We believe people need a complete life. It’s not about hating your work and taking your Royal Enfield and going to shoot wildlife pictures. If you are happy at work, you will be happy in your personal life with your hobbies. We want employees to experience a complete life. We don’t want to be the one taking away 40 hours every week.
I have been fortunate to attract funding from top investors in private markets, and while going public. Creating inbound interest works better. You don’t chase a VC in the coffee break at the conference and try to pitch your story. If you build something well, it will create inbound interest.
Marketing & Sales Lessons
The biggest lesson is aligning the business model. You cannot look at marketing, sales, product pricing, engineering as independent functions. Everything has to come together. When you look at a start-up, I have to do outbound marketing, I have to do Google AdWords, and so on. Everything is about alignment.

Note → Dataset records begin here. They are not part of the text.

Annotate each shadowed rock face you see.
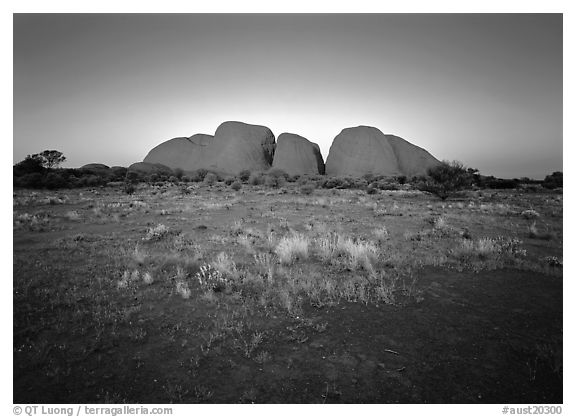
[206,122,276,174]
[80,164,110,169]
[326,126,440,177]
[144,122,275,174]
[272,133,324,175]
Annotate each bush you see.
[13,155,45,177]
[417,161,473,200]
[266,168,290,180]
[126,171,142,184]
[122,181,136,195]
[238,169,250,183]
[190,168,208,182]
[486,178,520,190]
[44,172,66,190]
[264,174,286,188]
[300,182,316,195]
[366,183,378,194]
[248,174,264,185]
[204,172,218,185]
[322,177,342,188]
[14,172,44,188]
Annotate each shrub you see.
[322,177,342,188]
[366,183,378,194]
[264,174,286,188]
[13,155,45,177]
[204,172,218,185]
[44,172,66,190]
[123,181,136,195]
[300,182,316,195]
[14,172,43,188]
[238,169,250,183]
[248,174,264,185]
[266,168,290,180]
[190,168,208,182]
[143,224,168,241]
[417,161,473,200]
[126,171,142,184]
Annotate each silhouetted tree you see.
[418,161,474,200]
[32,150,66,169]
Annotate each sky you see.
[13,14,563,179]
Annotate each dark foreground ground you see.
[13,186,563,404]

If you are selling to larger enterprises, they want trust. They need consultative sales. You need salespeople and partners. If you have a product-led growth model, you cannot have consultative selling. Your product cannot depend on a partner to implement it. It has to be easy to use. If the online buyer is coming in, and can’t understand the product in the first 20 seconds, she is going to close the browser and go away. All your marketing dollars are wasted. So, everything has to be aligned to how you are going to take your product to the customer.
When Did You Think You Had Arrived?
We are just getting started. What you have seen is only the trailer.
Riding Through Toughest Times
All start-ups make mistakes initially. But the important point is not to make blunders. We signed the deal with Accel on August 28, 2011. I was a new entrepreneur and it was my first experience with a VC. In October 2011, Freshworks didn’t have enough balance to meet the payroll of six or seven employees. On October 28, which was Diwali, we got the money and understood the true meaning of ‘Happy Diwali’.
We created 500 crorepatis in India. I want to create 5,000 millionaires over the next 10 years, and that is the journey. We want to make sure that every Freshworks shareholder-employee or investor — are together building the most iconic tech product company to come out of India.